Um poeta tradutor, se por um lado corre o risco de matar a criação, por outro arrisca tudo ao ocupar o lugar do feiticeiro que antecipa as chuvas que fazem a glória do rei.
Este tradutor é modesto, pois não se pensa singular, e, ao mesmo tempo, não abdica de dar voz (asas) a uma realidade de pés descalços, seca, sem hino e sem bandeira, mas que, no antigamente, transformava cada semente em flor. Tudo como se o presente tivesse perdido o rumo ao deixar-se formatar por estranhos lugares-comuns.

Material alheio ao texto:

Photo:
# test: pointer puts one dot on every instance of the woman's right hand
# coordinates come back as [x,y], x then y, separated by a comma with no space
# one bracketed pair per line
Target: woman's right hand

E quem poderá traduzir essa vontade de regresso ao tempo solidário?
Na verdade, só a semente / oferece flores, mas, para que isso aconteça, o chão (o poeta) terá de ser permeável às chuvas.
Ser ponte, voltar atrás, parece ser o caminho escolhido pelo “palavrador” Mia Couto, em Tradutor de Chuvas, pois a verdade reside num tempo definitivamente perdido, a não ser que as chuvas façam germinar as sementes…
O papel / antes do poema, / é um chão depois da chuva. // O idioma do grão / lavra a caligrafia do pão.//
Em conclusão, apesar de nem todos os poemas serem flores, fica-nos a lição da semente…, embora haja quem nela tenha visto uma prova de machismo, que, creio, precipitado!